Briefly Tell Them What’s Going On

One of the worst things you can do for your children when you’re separating from your spouse is to try to keep them in the dark. Not only will your kids be able to sense that something is very wrong, but pretending like this isn’t their concern could be very harmful to them in both the long- and short-run of things. So rather than trying to protect them in this manner, Kidspot.com.au recommends that you briefly tell them what’s going on and explain how things will be changing in their life. While you don’t want to burden them with too much information, you do want them to know a bit about what’s going on.

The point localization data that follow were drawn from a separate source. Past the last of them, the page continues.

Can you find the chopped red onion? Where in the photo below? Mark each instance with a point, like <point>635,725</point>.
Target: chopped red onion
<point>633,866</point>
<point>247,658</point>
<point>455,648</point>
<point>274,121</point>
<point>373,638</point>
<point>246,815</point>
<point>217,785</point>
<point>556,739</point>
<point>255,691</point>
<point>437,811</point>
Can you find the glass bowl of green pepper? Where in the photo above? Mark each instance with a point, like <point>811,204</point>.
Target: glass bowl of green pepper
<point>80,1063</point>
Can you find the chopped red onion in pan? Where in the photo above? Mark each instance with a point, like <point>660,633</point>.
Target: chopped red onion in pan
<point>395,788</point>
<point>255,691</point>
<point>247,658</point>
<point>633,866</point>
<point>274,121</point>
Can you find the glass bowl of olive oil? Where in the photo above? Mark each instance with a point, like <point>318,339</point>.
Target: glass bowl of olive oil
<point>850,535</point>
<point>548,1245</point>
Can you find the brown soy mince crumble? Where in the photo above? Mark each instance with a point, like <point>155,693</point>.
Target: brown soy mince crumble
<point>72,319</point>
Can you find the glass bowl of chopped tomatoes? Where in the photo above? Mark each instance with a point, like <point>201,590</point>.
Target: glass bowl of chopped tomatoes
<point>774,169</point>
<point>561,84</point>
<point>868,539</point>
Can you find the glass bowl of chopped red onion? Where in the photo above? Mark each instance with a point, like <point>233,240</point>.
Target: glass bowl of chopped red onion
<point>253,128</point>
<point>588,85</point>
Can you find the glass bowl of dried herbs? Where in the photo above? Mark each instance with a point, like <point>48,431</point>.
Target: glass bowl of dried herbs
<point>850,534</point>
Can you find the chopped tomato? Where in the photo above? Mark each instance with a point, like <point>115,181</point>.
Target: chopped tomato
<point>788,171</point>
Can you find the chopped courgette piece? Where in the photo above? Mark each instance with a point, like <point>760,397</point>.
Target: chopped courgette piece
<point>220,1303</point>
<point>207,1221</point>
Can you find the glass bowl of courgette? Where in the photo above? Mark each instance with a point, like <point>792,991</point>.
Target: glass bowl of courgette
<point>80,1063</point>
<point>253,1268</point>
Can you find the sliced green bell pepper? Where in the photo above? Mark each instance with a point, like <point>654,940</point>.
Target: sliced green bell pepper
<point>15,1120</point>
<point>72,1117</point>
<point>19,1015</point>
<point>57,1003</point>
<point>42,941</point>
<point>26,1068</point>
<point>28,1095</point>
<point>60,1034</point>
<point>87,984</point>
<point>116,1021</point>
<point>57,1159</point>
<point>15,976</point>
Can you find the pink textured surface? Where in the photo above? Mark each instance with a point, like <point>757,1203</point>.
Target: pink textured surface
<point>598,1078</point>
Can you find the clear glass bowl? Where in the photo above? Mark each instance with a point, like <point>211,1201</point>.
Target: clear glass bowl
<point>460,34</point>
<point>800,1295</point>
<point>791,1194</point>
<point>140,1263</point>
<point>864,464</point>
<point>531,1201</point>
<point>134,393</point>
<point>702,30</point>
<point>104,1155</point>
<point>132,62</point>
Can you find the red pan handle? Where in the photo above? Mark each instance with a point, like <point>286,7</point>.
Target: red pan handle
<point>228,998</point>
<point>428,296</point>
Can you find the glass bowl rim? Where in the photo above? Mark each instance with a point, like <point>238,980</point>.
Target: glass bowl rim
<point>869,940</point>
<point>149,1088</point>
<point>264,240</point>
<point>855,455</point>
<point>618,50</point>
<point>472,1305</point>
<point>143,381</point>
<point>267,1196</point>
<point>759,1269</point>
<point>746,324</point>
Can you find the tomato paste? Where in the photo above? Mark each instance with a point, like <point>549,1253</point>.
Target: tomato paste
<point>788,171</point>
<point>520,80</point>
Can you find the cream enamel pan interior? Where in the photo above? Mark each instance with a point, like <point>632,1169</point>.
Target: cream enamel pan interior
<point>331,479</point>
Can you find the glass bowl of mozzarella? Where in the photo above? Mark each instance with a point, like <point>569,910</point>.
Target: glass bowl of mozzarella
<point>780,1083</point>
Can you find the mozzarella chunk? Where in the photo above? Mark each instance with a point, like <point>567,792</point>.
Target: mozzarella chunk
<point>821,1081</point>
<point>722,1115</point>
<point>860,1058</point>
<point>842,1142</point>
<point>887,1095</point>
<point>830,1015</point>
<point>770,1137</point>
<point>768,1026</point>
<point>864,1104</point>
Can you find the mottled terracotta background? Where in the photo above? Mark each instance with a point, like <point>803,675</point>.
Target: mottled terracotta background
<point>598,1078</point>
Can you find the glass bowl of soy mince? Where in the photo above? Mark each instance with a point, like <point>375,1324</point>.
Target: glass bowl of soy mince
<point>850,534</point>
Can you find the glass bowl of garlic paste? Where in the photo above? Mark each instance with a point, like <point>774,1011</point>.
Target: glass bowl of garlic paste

Make Their Well Being Your Top Priority

As you and your spouse go through a separation, there’s going to be a lot about the lives of your family that’s disrupted. And although things in your life likely aren’t going according to plan, you still need to try to be a sturdy foundation for your children. As part of this, HelpGuide.org recommends that you try to make their well being your top priority and that you’re always there when they need someone to talk to reassure them. Your stability is going to be vital to them getting through this process in a healthy manner, so make sure you’re not neglecting them.

Don’t Give Them Hope If There Isn’t Any

When you and your spouse decide that separation is what’s going to be best, you might find that your kids as desperate for you two to reconcile. However, according to Kate Scharff, a contributor to the Huffington Post, giving your kids hope that your separation won’t lead to divorce or that you’ll all be a family living together again soon can do much more harm than good. If you don’t think that reconciliation is a possibility, don’t give your kids the false hope that it is. In the event that you and your spouse do end up getting back together, this can be a pleasant surprise for your kids.

If you are about to separate from your spouse, consider using the tips mentioned above to help you prepare your kids for this new way of life.